The matter has attracted particular attention in France, where politicians, industry officials and civic groups expressed widespread concern that up to 40,000 bank accounts of French citizens would have to be closed if the banks did not obtain the tax identification numbers from clients with a US connection.
In a letter to the president of the European Banking Federation, Frédéric Oudéa, Le Maire expressed sympathy for the cases of so-called “accidental Americans”, typically French citizens who were born in the US to French parents and have long since returned to live in France.
Anyone born in the US remains a citizen with US tax obligations unless that citizenship is formally renounced. Many accidental Americans, however, do not have either a US tax identification or social security number.
Le Maire said banks and their clients affected by the tax identification number requirement were legitimately concerned. However, even after the deadline had passed, the non-transmission of the TIN by the banks would not automatically constitute a breach of their obligations under FATCA.

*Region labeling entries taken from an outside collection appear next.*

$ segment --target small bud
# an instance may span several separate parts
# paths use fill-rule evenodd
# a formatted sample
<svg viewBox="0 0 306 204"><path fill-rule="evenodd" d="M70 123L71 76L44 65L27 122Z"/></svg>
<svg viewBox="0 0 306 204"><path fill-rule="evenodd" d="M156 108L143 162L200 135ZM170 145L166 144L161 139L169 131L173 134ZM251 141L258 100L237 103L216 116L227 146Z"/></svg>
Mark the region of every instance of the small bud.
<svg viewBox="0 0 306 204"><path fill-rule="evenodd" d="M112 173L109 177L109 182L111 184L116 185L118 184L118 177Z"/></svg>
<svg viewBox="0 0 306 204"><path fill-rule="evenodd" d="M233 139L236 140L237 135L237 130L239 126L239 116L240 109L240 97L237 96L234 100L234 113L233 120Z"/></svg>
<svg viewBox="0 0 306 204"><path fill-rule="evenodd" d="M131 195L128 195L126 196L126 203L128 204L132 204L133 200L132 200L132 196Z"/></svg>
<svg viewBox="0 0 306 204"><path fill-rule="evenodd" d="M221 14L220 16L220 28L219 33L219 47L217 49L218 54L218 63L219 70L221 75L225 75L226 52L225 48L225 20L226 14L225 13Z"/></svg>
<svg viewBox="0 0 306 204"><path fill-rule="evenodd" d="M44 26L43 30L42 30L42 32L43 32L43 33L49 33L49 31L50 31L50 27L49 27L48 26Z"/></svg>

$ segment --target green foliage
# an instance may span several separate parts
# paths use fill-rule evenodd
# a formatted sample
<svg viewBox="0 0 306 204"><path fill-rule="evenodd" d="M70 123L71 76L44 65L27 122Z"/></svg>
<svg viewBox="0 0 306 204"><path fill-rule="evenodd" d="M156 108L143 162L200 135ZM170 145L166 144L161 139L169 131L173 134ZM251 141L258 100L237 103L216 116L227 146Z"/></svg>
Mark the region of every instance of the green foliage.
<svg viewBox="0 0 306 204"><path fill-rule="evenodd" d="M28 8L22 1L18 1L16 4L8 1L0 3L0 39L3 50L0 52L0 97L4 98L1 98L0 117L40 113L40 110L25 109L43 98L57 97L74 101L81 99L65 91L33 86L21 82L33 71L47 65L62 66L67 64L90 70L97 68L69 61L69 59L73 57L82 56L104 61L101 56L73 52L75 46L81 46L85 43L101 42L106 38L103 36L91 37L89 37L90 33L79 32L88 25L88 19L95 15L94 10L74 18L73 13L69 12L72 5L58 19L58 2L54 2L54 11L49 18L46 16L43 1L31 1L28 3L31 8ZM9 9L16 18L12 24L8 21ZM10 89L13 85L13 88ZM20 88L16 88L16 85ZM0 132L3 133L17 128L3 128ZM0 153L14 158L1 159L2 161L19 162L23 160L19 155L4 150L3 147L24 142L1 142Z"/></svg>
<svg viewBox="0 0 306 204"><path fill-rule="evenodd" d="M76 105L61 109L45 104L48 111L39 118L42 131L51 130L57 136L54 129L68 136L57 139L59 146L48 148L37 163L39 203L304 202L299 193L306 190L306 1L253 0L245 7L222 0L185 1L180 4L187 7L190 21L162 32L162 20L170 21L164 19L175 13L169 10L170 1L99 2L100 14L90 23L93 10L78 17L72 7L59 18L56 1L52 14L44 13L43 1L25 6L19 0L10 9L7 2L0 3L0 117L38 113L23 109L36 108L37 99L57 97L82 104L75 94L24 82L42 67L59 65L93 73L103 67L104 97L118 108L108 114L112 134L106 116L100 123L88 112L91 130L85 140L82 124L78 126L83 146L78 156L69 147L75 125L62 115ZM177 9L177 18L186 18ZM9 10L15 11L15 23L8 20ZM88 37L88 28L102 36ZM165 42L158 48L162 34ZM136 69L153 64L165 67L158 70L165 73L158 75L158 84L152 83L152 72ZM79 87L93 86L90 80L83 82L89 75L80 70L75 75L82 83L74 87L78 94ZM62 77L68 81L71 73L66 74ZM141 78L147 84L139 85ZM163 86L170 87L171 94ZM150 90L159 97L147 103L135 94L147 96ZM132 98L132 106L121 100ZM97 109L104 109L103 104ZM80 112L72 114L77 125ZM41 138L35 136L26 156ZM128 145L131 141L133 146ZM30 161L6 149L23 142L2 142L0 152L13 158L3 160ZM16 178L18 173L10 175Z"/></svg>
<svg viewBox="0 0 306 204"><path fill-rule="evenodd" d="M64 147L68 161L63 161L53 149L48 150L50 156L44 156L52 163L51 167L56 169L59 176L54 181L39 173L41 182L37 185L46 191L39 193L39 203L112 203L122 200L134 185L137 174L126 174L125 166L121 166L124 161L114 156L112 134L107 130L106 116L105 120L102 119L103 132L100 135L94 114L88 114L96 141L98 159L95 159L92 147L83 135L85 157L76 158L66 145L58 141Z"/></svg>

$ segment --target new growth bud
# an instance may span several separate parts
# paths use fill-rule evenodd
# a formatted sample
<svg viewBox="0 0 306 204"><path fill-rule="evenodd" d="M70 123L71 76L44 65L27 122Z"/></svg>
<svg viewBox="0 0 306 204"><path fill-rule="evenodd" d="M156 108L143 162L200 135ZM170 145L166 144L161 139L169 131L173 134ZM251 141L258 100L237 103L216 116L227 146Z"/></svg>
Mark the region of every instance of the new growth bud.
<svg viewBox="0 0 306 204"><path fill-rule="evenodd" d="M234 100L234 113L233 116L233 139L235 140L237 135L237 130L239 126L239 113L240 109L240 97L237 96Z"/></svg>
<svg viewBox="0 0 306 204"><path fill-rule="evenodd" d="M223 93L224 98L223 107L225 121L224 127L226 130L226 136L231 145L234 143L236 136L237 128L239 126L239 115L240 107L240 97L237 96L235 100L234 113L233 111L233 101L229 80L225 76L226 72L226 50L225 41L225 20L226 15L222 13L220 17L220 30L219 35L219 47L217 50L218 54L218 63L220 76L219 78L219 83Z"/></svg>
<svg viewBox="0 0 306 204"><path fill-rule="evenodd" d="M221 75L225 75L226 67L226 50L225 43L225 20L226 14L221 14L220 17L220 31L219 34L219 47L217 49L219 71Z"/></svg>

Banks face significant penalties in their transactions involving the US or the US dollar for violations under this act.
The US Internal Revenue Service responded to the concerns in October 2019 by issuing a clarification stating that banks would not face immediate financial sanctions for the failure to report the tax identification numbers of their US clients.
The updated IRS FATCA FAQs webpage notes that banks would have at least 18 months to correct any errors with regard to TINs before further action is taken.